I’ve been doing a bit of reading and talking to a close friend of mine with multiple sclerosis. Our symptoms are so completely similar, it is overwhelming. Except to the degree. She can still function. Her disability is not as severe as mine.
My mind is settling on calling this condition MS. I tell people it’s like MS, as officially, I don’t have a diagnosis. My wife and I have had long discussions. My big question is why did this come on so quickly. My wife informs me it didn’t. It slowly crept in and we weren’t smart enough to listen. And, then on December 17th, 2016, it became too much for me to bare. That was the tipping point.
I don’t know my limits or abilities. They change minute to minute. If yesterday taught me anything, it was how unpredictable my situation could be. In less than 20 minutes I went from functional to not and writhing in pain. As it is now, I’m in the wheelchair with all my muscles screaming at me. I don’t even care about the pain level. I find labeling it to be trivial and counter productive. I hurt to the point of debilitation. What does a rating matter?
I have isolated myself this week. I am tired of having to deal with humanity. The world seems crazy and I feel powerless external to my limited domain. You are probably reading this through a link I have automatically pushed to social media. I am seeking beauty and an internal peace. So to speak, I am trying to get my yin and yang in balance. I have changed the background on my screens to photos of nature. The screens are my windows to the world, and I want my world to be beautiful.
We have scheduled a trip to a friends estate at the end of the week and plan on spending the weekend. It will be the first significant time I spend away from my safety zone in a year. However, this place that we are going gives me internal peace. The people there are amazing. To say I have grown to love them is an understatement.
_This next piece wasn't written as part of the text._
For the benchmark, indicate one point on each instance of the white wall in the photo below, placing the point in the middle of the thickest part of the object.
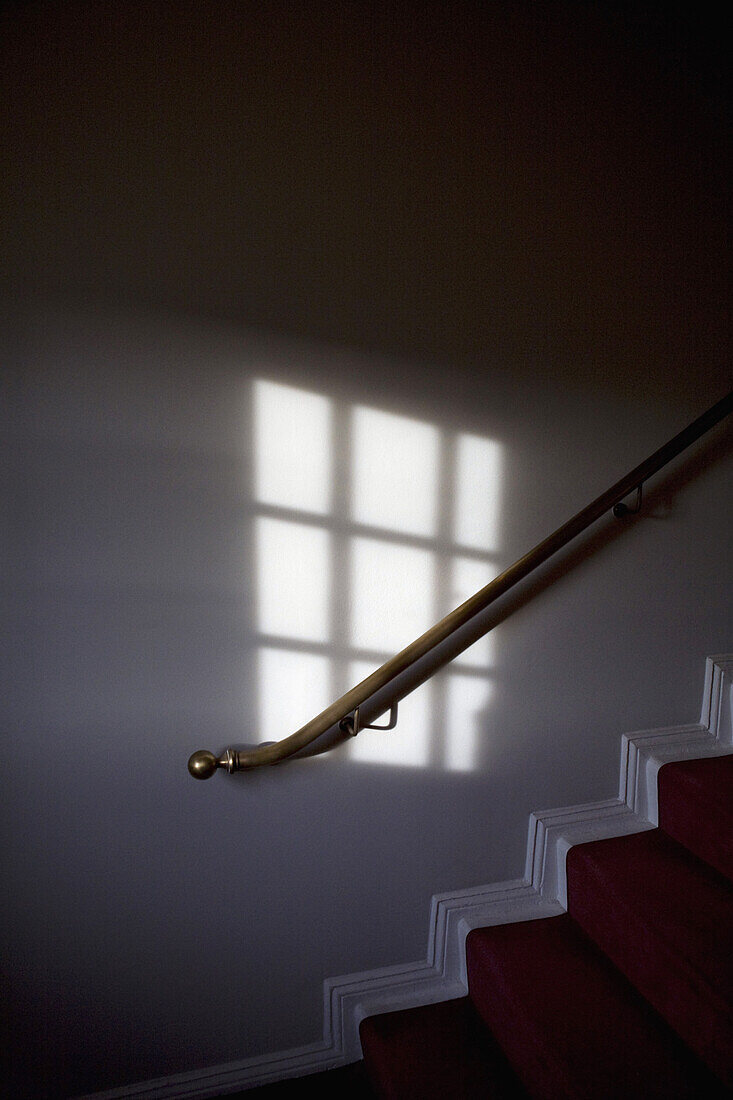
(509, 229)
I plan on waking up and drinking coffee looking at the lake. Playing with dogs and cats and shooting as many photos of plants and wildlife as my contorted little body will allow. I have new camera equipment that I need to put through its paces. I have people I have not seen in over two years. I think the weekend will be short and filled with joy.
I am building the documentation needed to go public with pro-bono web-hosting for charitable organizations and causes. My body has hit a snag, and I am more focused on my own misery than the words that need to be in the charters. I want to support organizations that find web hosting out of their reach and make it a reality for them. I have more than enough equipment and bandwidth to sustain these services. I figure I could handle 20 or so hosts. I just don’t know if my body will sustain me enough to get the work done.
I am learning that we should enjoy life as it is given as it can change in a second. With this knowledge, we should embrace life and live it to its fullest every second of every hour of every day.